When we speak of kindergarten work among the children of the poor, and argue its claims as one of the best means of taking unfortunate little Arabs from the demoralizing life of the streets, and of giving their aimless hands something useful to do, their restless minds something good and fruitful to think of, and their curious eyes something beautiful to look on, there is not a word of disapproval. People seem willing to concede its moral value when applied to the lower classes, but, when they are obliged to pay anything to procure this training for their own children, or see any prospect of what they call an already extravagant school system made more so by its addition, they become prolific in doubts.

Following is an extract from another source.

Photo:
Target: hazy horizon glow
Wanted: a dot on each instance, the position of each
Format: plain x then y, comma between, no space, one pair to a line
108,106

In other words, they believe in it when you call it philanthropy, but not when you call it education; and it must be called the germ of the better education, toward which we are all struggling, the nearest approach to the perfect beginning which we have yet found.
We see in the excellence of Froebel's idea, educationally considered, its only claim to peculiar power in dealing with incipient hoodlumism. It is only because it has such unusual fitness to child-nature, such a store of philosophy and ingenuity in its appliances, and such a wealth of spiritual truth in its aims and methods, that it is so great a power with neglected children and ignorant and vicious parents.
The principles on which Froebel built his educational idea may be summed up briefly under four heads. First, All the faculties of the child are to be drawn out and exercised as far as age allows. Second, The powers of habit and association, which are the great instruments of all education, of the whole training of life, must be developed with a systematic purpose from the earliest dawn of intelligence. Third, The active instincts of childhood are to be cultivated through manual exercise (chiefly creative in character), which is made an essential part of the training, and this manual exercise is to be valued chiefly as a means of self-expression. Fourth, The senses are to be trained to accuracy as well as the hand. The child must learn how to observe what is placed before him, and to observe it truly, an acquirement which any teacher of science or art will appreciate. To work out these principles, Froebel devised his practical method of infant education, and the very name he gave to the place where his play lessons were to be used marks his purpose. No books are to be seen in a kindergarten, because no ideas or facts are presented to the child that he cannot clearly understand and verify. The object is not to teach him arithmetic or geometry, though he learns enough of both to be very useful to him hereafter; but to lead him to discover truths concerning forms and numbers, lines and angles, for himself.